I hope to leave our time together with more doubts, feeling inspired to use these “new-unknowns” as generative material. Please bring scissors and paper (or any material you feel comfortable destroying).

Writing in Fragments: Gold Filling in a Broken Vase

Leah Herzing

In this lecture we will discuss the art of fragmentation in creative nonfiction. Drawing on examples from The Crying Book by Heather Christle, Bluets by Maggie Nelson, and A Bestiary by Lily Hoang, I hope to impart a sense of excitement about the possibilities of fragmentation and how it can express greater emotion and nuance than what a traditional essay or straightforward narrative produces. There will be time to produce a 100 word/graphic document utilizing the format. Photographs/graphics are encouraged, as well as hyperlinks or AV files for those interested in creating an electronic document. 

Dreamblur: dream poetry in the shadow of Frank Stanford


A brief presentation on the life and works of the poet Frank Stanford, followed by the composition of our own dream-based poem. 

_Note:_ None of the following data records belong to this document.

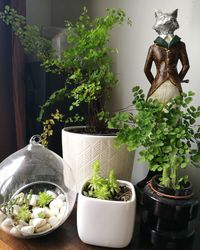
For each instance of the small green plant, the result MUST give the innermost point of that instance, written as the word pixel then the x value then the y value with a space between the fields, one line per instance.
pixel 100 187
pixel 86 63
pixel 168 133
pixel 24 213
pixel 44 199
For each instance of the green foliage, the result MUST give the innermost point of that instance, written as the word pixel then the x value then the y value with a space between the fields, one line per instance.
pixel 24 213
pixel 28 35
pixel 44 199
pixel 100 187
pixel 167 132
pixel 86 61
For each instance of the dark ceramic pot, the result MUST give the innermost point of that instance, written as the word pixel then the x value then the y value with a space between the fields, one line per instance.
pixel 167 217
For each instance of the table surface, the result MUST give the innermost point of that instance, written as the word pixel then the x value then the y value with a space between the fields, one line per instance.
pixel 66 237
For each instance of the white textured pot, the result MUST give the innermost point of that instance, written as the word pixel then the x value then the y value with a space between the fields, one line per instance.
pixel 80 151
pixel 106 223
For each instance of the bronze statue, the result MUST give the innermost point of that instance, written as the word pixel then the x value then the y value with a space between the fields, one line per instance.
pixel 166 51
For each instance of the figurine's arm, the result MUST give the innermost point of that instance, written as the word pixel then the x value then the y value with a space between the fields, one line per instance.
pixel 148 65
pixel 184 61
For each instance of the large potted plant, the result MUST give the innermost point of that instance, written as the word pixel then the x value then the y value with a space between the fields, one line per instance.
pixel 86 63
pixel 106 210
pixel 170 140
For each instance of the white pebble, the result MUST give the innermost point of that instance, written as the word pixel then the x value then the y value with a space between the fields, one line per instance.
pixel 15 209
pixel 22 223
pixel 38 222
pixel 53 194
pixel 43 228
pixel 8 222
pixel 47 212
pixel 31 222
pixel 61 197
pixel 27 230
pixel 2 217
pixel 54 211
pixel 53 220
pixel 15 231
pixel 58 203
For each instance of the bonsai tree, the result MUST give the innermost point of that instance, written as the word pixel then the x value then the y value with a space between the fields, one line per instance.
pixel 86 63
pixel 167 132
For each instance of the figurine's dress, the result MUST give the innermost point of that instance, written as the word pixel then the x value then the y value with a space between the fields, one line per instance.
pixel 167 82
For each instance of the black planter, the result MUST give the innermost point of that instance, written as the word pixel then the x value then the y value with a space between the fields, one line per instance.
pixel 168 221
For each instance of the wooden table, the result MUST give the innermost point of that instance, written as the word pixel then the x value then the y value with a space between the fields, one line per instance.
pixel 66 237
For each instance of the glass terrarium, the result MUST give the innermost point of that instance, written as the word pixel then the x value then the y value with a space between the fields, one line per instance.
pixel 37 191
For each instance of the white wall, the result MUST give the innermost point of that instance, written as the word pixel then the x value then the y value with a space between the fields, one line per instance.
pixel 133 44
pixel 66 9
pixel 38 12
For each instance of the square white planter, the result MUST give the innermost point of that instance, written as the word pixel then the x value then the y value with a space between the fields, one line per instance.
pixel 106 223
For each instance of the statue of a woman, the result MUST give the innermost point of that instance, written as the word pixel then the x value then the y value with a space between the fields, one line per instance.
pixel 166 51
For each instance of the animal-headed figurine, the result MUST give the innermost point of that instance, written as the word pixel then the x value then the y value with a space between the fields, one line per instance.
pixel 166 51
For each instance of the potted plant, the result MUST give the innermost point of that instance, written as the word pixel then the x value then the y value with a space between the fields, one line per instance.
pixel 86 63
pixel 106 210
pixel 170 140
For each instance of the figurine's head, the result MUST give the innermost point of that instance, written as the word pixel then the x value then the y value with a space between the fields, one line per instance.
pixel 166 23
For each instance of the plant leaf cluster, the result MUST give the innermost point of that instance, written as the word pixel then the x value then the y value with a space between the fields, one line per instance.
pixel 100 187
pixel 168 133
pixel 44 199
pixel 86 61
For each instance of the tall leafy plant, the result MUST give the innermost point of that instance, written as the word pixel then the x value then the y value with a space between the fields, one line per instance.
pixel 168 133
pixel 86 61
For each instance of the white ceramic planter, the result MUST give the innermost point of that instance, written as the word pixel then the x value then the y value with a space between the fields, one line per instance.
pixel 80 151
pixel 106 223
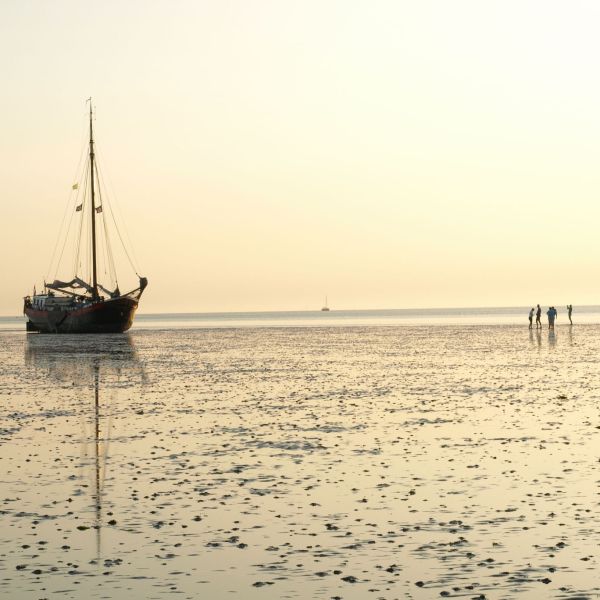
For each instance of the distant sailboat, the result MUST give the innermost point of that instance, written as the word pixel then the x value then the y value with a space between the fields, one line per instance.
pixel 78 304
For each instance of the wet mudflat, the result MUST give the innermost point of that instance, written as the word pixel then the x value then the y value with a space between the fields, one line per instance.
pixel 375 462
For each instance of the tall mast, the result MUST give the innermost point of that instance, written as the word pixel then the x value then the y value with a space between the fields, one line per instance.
pixel 94 275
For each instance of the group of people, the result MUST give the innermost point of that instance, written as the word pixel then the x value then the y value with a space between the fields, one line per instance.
pixel 552 315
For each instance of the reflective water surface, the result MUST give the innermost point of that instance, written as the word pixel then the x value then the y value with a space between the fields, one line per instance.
pixel 346 462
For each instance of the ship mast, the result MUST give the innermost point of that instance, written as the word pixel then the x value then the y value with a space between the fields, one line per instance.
pixel 94 275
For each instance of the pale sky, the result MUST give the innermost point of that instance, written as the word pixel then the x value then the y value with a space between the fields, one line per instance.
pixel 265 154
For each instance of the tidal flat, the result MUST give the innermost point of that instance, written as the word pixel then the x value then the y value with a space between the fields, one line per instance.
pixel 318 462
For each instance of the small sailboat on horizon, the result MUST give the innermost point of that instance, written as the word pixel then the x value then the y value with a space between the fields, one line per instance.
pixel 82 304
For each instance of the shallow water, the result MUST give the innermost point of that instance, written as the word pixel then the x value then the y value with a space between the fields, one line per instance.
pixel 346 462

A note from Ocean: Fellow students! For ocean’s generative making session please prepare in the week ahead by attempting to catch and write down a few images from your dreams at night. “Images” does not just connote still objects; it can include scenes, actions, events, motions, encounters. If you are not a frequent oneironaut, jot down a few images from dreams you’ve had recently, or not-so-recently, or from any time in your life that you can remember. These do not need to be the most astounding images, the most surreal, or anything like that. And if you absolutely have never remembered dreaming in your entire life, just jot down a few glimpses from your waking life that you have noticed that have caught your attention of late, and bring them along to ocean’s class.        

This Subject of Critique—

Russell Hill

In this conversation we will explore critique as it relates to the writer's workshop. My own concepts and struggle with critique will be brought forward. We will review critique from its formal beginning in the Iowa Writers Workshop and the lens through which critique has been viewed for nearly 100 years. We will examine our own lens and (re)consider how such a tool can be put to better use building equity and support for writers as well as how such a paradigm shift might change our world view. Craft in the Real World by Matthew Salesses is at the core of this interaction. The Generative Making Session intends to draw out thoughts and experiences from the participants creating space for reflection. Note-taking paper will be provided.